Monday, March 9, 2015

Tesla Trims Staff In China On Low Sales

tesla-model-s-in-china
In January Elon Musk was blunt when he said that Chinese sales of the Tesla Model S weren’t living up to expectations, but he seemed bullish on the automaker’s ability to turn things around. Yet two months later, the Wall St. Journal reports that Tesla is cutting some 180 jobs from its Chinese staff, as the electric automaker pares down on lower-than-expected sales. I guess Musk kept his promise.
Tesla launched in China last year, and Musk had commented that if the automaker sells 5,000 cars in 2014 in the quasi-communist state, he’d consider their first year there a success. Unfortunately, Tesla sold less than half that number, and 2015 sales are off to a similarly slow start, though that can be blamed (at least in part) on Tesla’s slow logistics. Just ten Teslas were imported to China in January, though that’s hardly indicative of monthly sales, which are usually between 400 and 500 units.

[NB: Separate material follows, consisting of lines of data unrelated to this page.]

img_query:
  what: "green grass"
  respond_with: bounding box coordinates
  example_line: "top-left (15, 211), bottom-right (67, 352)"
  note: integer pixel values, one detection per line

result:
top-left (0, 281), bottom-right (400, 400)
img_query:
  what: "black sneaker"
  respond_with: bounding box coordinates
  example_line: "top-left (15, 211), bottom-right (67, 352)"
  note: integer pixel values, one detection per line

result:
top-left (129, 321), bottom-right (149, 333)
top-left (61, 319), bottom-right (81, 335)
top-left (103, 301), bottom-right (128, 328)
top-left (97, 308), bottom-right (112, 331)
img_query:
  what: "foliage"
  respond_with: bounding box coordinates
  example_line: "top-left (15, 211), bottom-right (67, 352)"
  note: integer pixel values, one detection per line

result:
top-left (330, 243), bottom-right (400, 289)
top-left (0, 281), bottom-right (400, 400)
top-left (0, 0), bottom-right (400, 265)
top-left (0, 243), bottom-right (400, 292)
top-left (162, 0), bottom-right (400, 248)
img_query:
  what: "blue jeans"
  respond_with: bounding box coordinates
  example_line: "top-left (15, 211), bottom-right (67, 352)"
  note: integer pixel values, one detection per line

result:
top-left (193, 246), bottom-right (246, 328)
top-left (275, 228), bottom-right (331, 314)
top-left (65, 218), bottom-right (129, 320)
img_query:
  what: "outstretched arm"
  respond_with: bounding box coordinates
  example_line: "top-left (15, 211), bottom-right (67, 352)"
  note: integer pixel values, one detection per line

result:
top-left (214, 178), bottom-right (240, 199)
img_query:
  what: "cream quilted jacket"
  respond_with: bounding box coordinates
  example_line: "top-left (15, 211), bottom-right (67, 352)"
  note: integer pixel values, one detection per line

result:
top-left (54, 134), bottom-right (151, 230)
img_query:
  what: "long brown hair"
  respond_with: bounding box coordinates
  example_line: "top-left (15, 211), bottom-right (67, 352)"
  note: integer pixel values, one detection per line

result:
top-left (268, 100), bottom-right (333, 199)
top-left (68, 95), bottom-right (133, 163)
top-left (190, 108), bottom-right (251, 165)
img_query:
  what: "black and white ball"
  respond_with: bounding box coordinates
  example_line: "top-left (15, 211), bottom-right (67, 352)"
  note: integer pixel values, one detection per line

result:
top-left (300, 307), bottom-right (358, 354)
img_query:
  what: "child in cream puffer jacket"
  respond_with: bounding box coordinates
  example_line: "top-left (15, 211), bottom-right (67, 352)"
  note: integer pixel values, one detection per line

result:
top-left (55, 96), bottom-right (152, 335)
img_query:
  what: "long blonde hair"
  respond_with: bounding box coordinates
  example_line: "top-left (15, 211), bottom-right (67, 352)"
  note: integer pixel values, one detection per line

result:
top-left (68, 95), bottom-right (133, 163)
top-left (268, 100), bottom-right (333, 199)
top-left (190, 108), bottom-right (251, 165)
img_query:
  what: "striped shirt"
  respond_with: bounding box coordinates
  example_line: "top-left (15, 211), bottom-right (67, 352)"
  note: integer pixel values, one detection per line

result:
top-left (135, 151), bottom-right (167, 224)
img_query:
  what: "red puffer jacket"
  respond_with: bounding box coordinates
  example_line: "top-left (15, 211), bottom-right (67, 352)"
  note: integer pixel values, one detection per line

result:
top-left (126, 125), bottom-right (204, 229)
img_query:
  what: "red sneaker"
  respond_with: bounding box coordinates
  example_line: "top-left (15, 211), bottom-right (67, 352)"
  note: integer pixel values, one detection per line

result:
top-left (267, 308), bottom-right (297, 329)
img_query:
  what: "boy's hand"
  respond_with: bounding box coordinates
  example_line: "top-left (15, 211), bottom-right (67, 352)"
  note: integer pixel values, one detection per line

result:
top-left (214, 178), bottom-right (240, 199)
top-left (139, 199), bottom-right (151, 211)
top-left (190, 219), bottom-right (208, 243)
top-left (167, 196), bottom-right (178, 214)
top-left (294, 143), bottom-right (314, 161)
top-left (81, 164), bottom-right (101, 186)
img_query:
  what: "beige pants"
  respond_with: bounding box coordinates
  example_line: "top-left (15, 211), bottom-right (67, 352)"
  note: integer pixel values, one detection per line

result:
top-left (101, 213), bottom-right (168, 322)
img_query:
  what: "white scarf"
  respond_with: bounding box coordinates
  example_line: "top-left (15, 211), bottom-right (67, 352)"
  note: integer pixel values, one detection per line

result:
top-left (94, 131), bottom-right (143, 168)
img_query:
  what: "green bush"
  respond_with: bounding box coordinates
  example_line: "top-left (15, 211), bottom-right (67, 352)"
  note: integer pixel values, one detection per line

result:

Despite promising free home charging stations for Model S buyers, and pledging to install a more comprehensive charging network, Tesla is still fighting perceptions that charging an electric car is too difficult in many parts of China right now. It also doesn’t help that Tesla was left out of the first round of EV incentives China showered on local automakers, though I doubt it would have made much of a difference to the 180 former Tesla employees. Tesla has, however, doubled its global workforce in the past year to over 10,000 employees, so while this minor layoff is a major deal for a select few, in the grand scheme of things it’s barely a blip on the employment radar.
It wasn’t just low-level peons that have faced the axe though; Tesla has gone through two different leadership changes in China in the last year alone, making it seem like the automaker has faced issues from day one. The Tesla CEO may have to eat his words when it comes to promising a new factory in the Peoples Republic. For his part, Musk remains certain that Tesla can hit its production goals even without Chinese sales, but the bears on Wall St. are already circling the sinking TSLA stock price.